Once again the model was put aside to
cure and finally sprayed with Aeromaster flat, to give a matt appearance.
The undercarriage attachment was essentially
trouble free, although I needed to use a 5mm length of brass tubing
to install the tail wheel into the oversized hole under the tail. Finally
I added the assembled propeller and the Pitot tube.
Careful applications of powdered pastel
around the engine exhaust and gun barrels were then applied. I then
lightened various panel lines to add a degree of sun bleaching. All
masking was then removed and my Boomerang was complete!!
Well, I happen to like this stubby little
Aussie aircraft!
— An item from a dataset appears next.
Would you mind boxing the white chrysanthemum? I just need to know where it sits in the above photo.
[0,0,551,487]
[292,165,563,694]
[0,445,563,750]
BUT the frustration and angst generated whilst constructing
it almost outweighed my liking of the Boomerang.
Unfortunately the Airfix release is the
only game in town if you want a 1:72 Boomerang for your display shelf.
This is changing soon though, with Special Hobby supposedly releasing
a new Boomerang kit this year.
I would recommend this kit to any experienced
modeller mainly due to its age. That said and done, a junior modeller
could still get a great result straight OOB. There is also an alternative
scheme available from Red Roo which is a massive improvement over the
poorly printed kit decals. I chose to use very old Esci decals, which
needed a great deal of work to perform well.
World Aircraft Files
Mr Noel barnes
Restored 'original' Boomerang Cockpit of "Suzy-Q" -
Temora Aviation Museum (Feb. 2005)
History alive ! - These three gentlemen
all served in the RAAF during WW II. Each man has his own story to
My friend Earl is in the middle (blue hat) and used to fly Lancaster
Bombers from England. He was also a RAAF Flying Instructor at EFTS Uranquinty
- instructing upon DH-82 Tiger Moths and CAC Wirraways.
The gentleman on the right flew P-40's
(Kittyhawks) from New Guinea and the gent on the left was an engine
fitter on Kittyhawks.
All three men met by matter of pure co-incidence
at Temora Aviation Museum in February, 2005. The stories they told
and reminisced upon all day was nothing short of amazing !
They all loathed the "Boomer"
during the war, but fell in love with her again at Temora.
Discussing tactics and the finer points of combat flying
"May we meet again 'ole Cobber !"
End of the day - the three airmen shake hands and vow to meet again one
day - soon !
... and they were men.
The conversation between these gentlemen (and they were)
continued in the car park for about two hours after the museum closed
- I only wish I could reprint here, the conversations in full - Let's
just say, the 'discussion' revolved around the current state of our
great Nation, Australia and certain influencing effects upon it over
the last 30 years or so - I'll leave it up to your imagination !!